If one of the five letters cannot be located in an image, nothing is selected, and ‘enter’ or ‘space’ is pressed on the keyboard to advance selectROIs to the next selection. If all five letters cannot be located in an image, nothing is selected, and ‘ESC’ is pressed on the keyboard to end the selectROIs function and advance to the matchTemplates function.

2) Template Matching

If the image template array created with selectROIs is not empty, each letter template is processed individually. First, if no template exists for a given letter, the letter is skipped, and the template of the next letter is evaluated. When a template exists for a letter, the program locates the letter’s folder in the project’s root directory and stores the folder path as a variable. If a folder for that letter does not yet exist, the program creates a new folder with that letter’s label and stores the folder path as a variable.

After the saved destination folder path is stored, the original grayscale Manchu-script image and grayscale letter templates are passed to OpenCV’s matchTemplates function. The TM_SQDIFF_NORMED method is used for template matching, which returns an output array of the comparison results.

The matchTemplates function is often used with OpenCV’s minMaxLoc function to determine the best match for the template in the output array. For TM_SQDIFF and TM_SQDIFF_NORMED, the best matches are obtained using the minimum value of the minMaxLoc function. Because we need to determine all the best matches for a given template in the source image, we use the ‘np.where’ function to find all x- and y-coordinates where the normalized correlation coefficient is below a given threshold. In this study, the threshold was set to 0.05.

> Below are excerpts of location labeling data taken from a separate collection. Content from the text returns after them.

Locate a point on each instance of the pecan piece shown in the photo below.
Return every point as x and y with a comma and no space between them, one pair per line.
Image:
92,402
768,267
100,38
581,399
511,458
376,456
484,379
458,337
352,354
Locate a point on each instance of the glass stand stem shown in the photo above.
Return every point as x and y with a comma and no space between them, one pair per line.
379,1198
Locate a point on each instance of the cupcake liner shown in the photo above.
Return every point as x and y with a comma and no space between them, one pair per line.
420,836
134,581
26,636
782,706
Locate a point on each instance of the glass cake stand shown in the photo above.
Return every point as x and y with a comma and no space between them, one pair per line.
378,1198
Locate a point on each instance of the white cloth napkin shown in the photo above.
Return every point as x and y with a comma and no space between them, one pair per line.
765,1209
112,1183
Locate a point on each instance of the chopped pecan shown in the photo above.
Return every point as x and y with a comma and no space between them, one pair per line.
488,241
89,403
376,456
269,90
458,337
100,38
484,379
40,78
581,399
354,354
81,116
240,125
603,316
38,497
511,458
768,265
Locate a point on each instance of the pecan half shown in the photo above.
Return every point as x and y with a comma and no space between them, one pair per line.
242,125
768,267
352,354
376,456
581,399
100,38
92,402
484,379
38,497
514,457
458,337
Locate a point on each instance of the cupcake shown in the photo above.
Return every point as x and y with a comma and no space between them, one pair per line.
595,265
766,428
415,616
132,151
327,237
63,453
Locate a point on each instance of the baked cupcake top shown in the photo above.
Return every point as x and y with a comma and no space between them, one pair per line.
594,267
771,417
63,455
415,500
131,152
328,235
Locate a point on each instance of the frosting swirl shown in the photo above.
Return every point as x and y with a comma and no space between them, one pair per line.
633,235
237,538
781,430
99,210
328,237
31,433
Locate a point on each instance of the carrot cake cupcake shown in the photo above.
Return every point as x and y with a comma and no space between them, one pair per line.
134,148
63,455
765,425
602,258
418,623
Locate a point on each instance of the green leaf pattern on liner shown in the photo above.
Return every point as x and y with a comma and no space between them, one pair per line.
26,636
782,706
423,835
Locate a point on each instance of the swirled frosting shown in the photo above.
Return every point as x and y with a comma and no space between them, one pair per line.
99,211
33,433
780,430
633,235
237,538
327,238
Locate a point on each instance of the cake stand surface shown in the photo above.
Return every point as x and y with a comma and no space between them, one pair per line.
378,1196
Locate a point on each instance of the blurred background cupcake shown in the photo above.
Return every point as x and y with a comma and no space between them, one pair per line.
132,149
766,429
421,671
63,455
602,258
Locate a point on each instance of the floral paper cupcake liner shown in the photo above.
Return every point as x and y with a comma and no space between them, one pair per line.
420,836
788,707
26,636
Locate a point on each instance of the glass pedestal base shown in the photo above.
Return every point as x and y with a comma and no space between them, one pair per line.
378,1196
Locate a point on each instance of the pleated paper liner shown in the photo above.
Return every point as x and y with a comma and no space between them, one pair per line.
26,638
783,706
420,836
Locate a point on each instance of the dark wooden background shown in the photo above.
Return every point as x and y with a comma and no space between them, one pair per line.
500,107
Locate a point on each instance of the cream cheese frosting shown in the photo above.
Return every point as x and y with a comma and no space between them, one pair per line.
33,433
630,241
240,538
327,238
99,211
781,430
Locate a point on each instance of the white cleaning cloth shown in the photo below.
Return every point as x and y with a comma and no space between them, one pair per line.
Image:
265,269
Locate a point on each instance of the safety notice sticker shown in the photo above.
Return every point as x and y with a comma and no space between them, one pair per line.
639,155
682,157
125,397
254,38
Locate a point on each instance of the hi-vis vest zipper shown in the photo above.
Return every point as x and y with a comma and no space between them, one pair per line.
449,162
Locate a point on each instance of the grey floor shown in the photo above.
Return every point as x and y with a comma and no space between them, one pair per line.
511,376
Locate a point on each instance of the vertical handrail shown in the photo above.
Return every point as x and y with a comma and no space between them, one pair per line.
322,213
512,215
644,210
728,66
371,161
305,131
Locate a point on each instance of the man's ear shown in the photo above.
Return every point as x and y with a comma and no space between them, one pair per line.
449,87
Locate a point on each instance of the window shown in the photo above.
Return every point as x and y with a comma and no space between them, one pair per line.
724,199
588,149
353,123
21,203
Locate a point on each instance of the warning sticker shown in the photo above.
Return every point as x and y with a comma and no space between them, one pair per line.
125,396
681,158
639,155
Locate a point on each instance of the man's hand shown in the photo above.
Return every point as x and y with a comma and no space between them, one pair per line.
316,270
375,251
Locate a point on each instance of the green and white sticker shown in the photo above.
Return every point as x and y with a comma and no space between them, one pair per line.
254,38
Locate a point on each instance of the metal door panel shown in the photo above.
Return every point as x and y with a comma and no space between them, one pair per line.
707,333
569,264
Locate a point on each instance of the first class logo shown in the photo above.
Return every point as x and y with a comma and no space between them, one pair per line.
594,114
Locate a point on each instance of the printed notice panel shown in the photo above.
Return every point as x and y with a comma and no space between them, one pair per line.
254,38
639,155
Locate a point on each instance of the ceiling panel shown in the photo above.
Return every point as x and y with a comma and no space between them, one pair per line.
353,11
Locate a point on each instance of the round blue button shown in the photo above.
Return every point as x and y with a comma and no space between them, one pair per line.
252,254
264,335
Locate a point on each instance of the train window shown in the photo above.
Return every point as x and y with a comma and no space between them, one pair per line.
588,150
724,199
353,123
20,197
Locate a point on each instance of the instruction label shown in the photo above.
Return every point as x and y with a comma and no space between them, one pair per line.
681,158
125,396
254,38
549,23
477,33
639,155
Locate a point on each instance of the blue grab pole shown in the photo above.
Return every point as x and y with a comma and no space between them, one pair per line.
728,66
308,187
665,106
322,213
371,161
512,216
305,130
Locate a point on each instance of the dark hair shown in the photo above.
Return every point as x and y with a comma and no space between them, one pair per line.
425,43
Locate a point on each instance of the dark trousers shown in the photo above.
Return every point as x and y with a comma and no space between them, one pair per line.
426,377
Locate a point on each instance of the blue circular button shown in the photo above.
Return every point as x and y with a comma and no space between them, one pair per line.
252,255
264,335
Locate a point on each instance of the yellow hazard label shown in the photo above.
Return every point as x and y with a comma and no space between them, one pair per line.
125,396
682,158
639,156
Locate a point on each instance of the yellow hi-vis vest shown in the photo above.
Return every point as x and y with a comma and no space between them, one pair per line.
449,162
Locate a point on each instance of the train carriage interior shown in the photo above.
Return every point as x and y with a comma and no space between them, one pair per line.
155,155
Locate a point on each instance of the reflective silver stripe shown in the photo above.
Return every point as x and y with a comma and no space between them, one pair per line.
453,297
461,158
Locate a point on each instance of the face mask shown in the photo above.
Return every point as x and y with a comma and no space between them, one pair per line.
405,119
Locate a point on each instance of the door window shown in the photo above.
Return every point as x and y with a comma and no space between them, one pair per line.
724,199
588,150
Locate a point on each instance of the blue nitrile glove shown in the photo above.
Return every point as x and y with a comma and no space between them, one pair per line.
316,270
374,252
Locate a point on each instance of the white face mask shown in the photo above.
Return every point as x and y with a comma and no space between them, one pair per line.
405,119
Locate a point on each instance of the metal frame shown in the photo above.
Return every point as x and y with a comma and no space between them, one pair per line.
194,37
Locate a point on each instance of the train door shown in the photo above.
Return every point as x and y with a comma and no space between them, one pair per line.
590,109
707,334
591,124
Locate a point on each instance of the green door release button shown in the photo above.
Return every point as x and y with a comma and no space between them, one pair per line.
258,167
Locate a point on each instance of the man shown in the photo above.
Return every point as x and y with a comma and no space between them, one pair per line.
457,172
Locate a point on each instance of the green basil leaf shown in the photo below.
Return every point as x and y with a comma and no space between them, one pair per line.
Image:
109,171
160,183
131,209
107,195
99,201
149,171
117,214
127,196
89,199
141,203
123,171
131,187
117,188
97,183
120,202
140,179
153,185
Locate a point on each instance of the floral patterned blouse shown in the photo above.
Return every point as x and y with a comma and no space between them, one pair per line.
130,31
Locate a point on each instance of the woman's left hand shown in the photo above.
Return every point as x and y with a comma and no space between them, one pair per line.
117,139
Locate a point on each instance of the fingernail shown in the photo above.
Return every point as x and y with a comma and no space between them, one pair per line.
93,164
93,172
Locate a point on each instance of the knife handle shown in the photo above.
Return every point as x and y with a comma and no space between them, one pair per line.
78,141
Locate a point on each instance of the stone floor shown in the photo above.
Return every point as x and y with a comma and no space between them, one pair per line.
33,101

However, using ‘np.where’ results in multiple overlapping detections for each match. Therefore, we also used a non-maximum suppression function proposed by Malisiewicz et al. [21], which was ported to Python by Rosebrock [22], to filter the best matches from numerous overlapping detections.

3) Non-Maximum Suppression

The non-maximum suppression function computes the area of each matched template’s bounding boxes and sorts them using the bottom-right y-coordinates. It then loops through all matches and calculates the maximum x- and y-coordinates for the start of each bounding box and the minimum x- and y-coordinates for the end of each bounding box. Subsequently, the width and height of each bounding box are computed. It then computes the overlap ratio of the bounding boxes. Finally, it deletes matching bounding boxes from the array that exceed the overlap threshold. This should result in only one (or extremely few) overlapping bounding boxes. In this study, the overlap threshold is set to 0.95. An example of the number of detected bounding boxes before and after non-maximum suppression is shown in Fig. 6.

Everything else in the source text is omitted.